L’Istituto Superiore per la Protezione e la Ricerca Ambientale ha anche effettuato una prima stima della variazione dello stock di carbonio dovuta al consumo di suolo. In cinque anni (2008-2013) sono state emesse 5 milioni di tonnellate di carbonio, lo 0,22% dell’intero stock immagazzinato nel suolo e nella biomassa vegetale nel 2008. Nella classifica delle regioni più “asfaltate” si confermano al primo posto Lombardia e Veneto, mentre tra le zone a rischio idraulico a detenere il primato è l'Emilia Romagna con oltre 100mila ettari. Appartiene alla Liguria invece il valore più alto della copertura di territorio entro i 300 metri dalla costa (40%), della percentuale di suolo consumato entro i 150 metri dai corpi idrici e quella delle aree a pericolosità idraulica ormai impermeabilizzate (il 30%). Le periferie e le aree a bassa densità sono responsabili della crescita più veloce del consumo.

E ci sono province, come Catanzaro, dove oltre il 90% del tessuto urbano è a bassa densità. Le città continuano inoltre a espandersi disordinatamente, incrementando sempre di più il rischio idrogeologico. Monza e Brianza sono ai vertici delle province più cementificate con il 35%, mentre i comuni delle province di Napoli, Caserta, Milano e Torino oltrepassano il 50%, raggiungendo anche il 60%. Il Sud “recupera” a livello comunale. Nove dei 10 paesi più “consumati” sono in provincia di Napoli: il record assoluto, con l’85% di suolo sigillato, va al piccolo comune di Casavatore. “I dati Ispra - ha detto il ministro dell'Ambiente Gian Luca Galletti- raccontano un'Italia che esaurisce in maniera sempre più preoccupante le sue risorse vitali, mettendo a rischio tante aree del Paese e dunque anche i cittadini”.

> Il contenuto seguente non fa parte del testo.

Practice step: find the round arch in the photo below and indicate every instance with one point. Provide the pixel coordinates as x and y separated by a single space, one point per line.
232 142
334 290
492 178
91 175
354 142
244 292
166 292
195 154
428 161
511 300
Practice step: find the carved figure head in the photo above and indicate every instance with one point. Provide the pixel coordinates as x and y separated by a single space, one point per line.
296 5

Il ministro ha spiegato come il disegno di legge in discussione in Parlamento sia una risposta forte e innovativa a tale problema e pertanto va approvato subito. Ermete Realacci, presidente della commissione Ambiente della Camera ha ribadito la necessità di “promuovere la rigenerazione urbana”, mentre Erasmo D'Angelis, coordinatore della struttura di missione di Palazzo Chigi #italiasicura si è pronunciato sul dissesto idrogeologico. “E’ impensabile-ha detto- da un lato investire 9 miliardi di euro in 6 anni per ridurre il rischio idrogeologico, e dall'altro assistere a cementificazioni in zone a pericolosità idraulica o di frana”.

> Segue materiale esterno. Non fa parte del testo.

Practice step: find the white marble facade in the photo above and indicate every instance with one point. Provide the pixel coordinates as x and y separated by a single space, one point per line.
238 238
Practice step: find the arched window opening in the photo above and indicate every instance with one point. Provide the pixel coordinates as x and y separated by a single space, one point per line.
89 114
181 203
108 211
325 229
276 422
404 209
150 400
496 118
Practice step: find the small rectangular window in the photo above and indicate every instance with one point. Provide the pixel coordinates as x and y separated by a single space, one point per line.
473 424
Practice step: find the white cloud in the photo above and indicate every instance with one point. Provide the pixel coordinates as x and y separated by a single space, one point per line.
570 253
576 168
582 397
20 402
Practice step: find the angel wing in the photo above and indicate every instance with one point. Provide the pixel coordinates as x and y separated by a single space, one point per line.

Nel rapporto si tirano in ballo anche le aree protette, dove il consumo di suolo – scrive l'Ispra - ammonta a 34mila ettari. Un dato che implicitamente potrebbe indurre a credere che parchi e riserve non stiano svolgendo bene il loro compito di presidio e salvaguardia del territorio. Andando a vedere i dati si scopre tuttavia che nelle aree protette si riscontra solo l'1,06% di suolo impermeabilizzato (a fronte di una superficie complessiva di 3,2 milioni di ettari), contro una media nazionale del 7% e del 20% sulla costa. Federparchi ci tiene a dettagliare questo passaggio, per evitare il rischio che venga travisato il ruolo dei parchi sul fronte della tutela del territorio.

“L'aver abbassato la percentuale di suolo consumato all'interno di aree protette – spiega il presidente Giampiero Sammuri - rappresenta infatti uno dei risultati più importanti conseguiti dai parchi negli ultimi anni”.